I found this really interesting in an article in Employee Benefits News (Employers take closer look at financial disincentives by Gililan Roberts – July 2013). This stat is from an Aon Hewitt survey which showed that while only 5% of employers use disincentives today there are 53% which plan to begin doing so in the next 3-5 years.
This shouldn’t be a big incentives as I think most people now know that loss aversion is much more powerful than a general incentives (i.e., I’d rather not lose money, but I’m less motivated to get money.) [See also an older study on financial incentives and weight loss.]
For example, in a recent program that I’m involved with, we’re seeing slower uptake then I’d like with $1,000 in incentives on the line. My suggestion the other day was to send an e-mail to everyone saying “Thanks For Your $1,000 Donation To Our Corporate Budget”. Somehow, I suspect a lot of people might open that e-mail and take action after realizing that they’re just giving $1,000 to the company by not taking any action.
There is often lots of discussion about using a carrot or a stick for incentives.

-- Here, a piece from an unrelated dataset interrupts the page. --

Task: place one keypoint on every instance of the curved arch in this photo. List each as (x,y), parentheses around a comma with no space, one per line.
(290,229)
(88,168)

My favorite image is the frozen carrot as in there has to be some perceived incentives (positive reinforcement) but if no action is taken then there needs to be a downside (disincentive).
With the huge jump in wellness programs, incentives are going to be a popular topic. Additionally, with Health Reform allowing for 30% of healthcare premiums to be tied to behaviors and outcomes, you’re going to see a lot of companies taking actions.
What was a surprise to me in this article was the strategy to use disincentives in the 3rd year of a program. The article spoke several times about people getting used to the positive incentive and taking it for granted so that there was a need to nudge them to do more.
That reminds me of conversations I’ve had with employers talking about behavior change and incentives. My suggestion was to look at a 3-year plan moving from:
- Year One: Provide an incentive for taking an action (e.g., completing an HRA)
- Year Two: Provide an incentive based on participation (e.g., talking to a disease management nurse or logging your steps)
- Year Three: Provide an incentive tied to outcomes or behavior change (e.g., stopped smoking, averaged 10,000 steps a day, dropped BMI below 30)
It seems like I need to make Year Four into changing from incentive to penalty for not changing behavior or not doing something that’s recognized as critical to improving health, outcomes, and ultimately cost containment.
The other point that they brought up in the article is the transition from the employee to the spouse which could be another Year Four option. The article quotes the VP of Product from HCSC saying that spouses often cost more than the employee to insure.
Cyndy Nayer, a value-based wellness consultant, is quoted in the story several times. She says that “employers can get a 6%-10% and maybe even 18%-20% increase in engagement with incentives”. For those of us focused on engagement, those are big numbers.